Supporters of the March 14th anti-Syrian oppo
Supporters of the March 14th anti-Syrian oppoAFP/Anwar Amro

Syria's opposition agreed Sunday to unite against Bashar al-Assad and elected a cleric as its first leader. After four days of marathon talks in Qatar, the Syrian National Council finally signed up to a wider, more representative bloc centered on a government-in-waiting, as demanded by Arab and Western states.

Muslim cleric Ahmed al-Khatib, 52, was elected to head the newly formed opposition grouping. Reservations in SNC ranks about what many members saw as a move to sideline it had prompted repeated delays in the Doha talks and mounting frustration among other dissident groups and the opposition's Arab and Western supporters. But after negotiations ran into the early hours of Sunday and resumed in the afternoon, the anti-Assad factions agreed to form a "National Coalition of Forces of the Syrian Revolution and Opposition."

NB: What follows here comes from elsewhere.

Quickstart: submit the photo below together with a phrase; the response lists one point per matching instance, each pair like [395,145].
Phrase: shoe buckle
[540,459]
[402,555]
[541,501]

“We signed a 12-point agreement to establish a coalition," said leading dissident Riad Seif, who drew up the US-backed reform proposals on which Sunday's agreement was based.

In a copy of the document obtained by AFP, the parties "agree to work for the fall of the regime and of all its symbols and pillars," and rule out any dialogue with the regime. They agreed to unify the fighting forces under a supreme military council and to set up a national judicial commission for rebel-held areas. A provisional government would be formed after the coalition gains international recognition, and a transitional government formed after the regime has fallen.

The deal came after the SNC, which had formerly been seen as the main opposition group, heeded Arab and Western pressure to agree to a new structure embracing groups that had been unwilling to join its ranks. Former prime minister Riad Hijab, who fled to neighbouring Jordan in August in the highest-ranking defection from Assad's government, hailed the agreement as "an advanced step towards toppling the regime."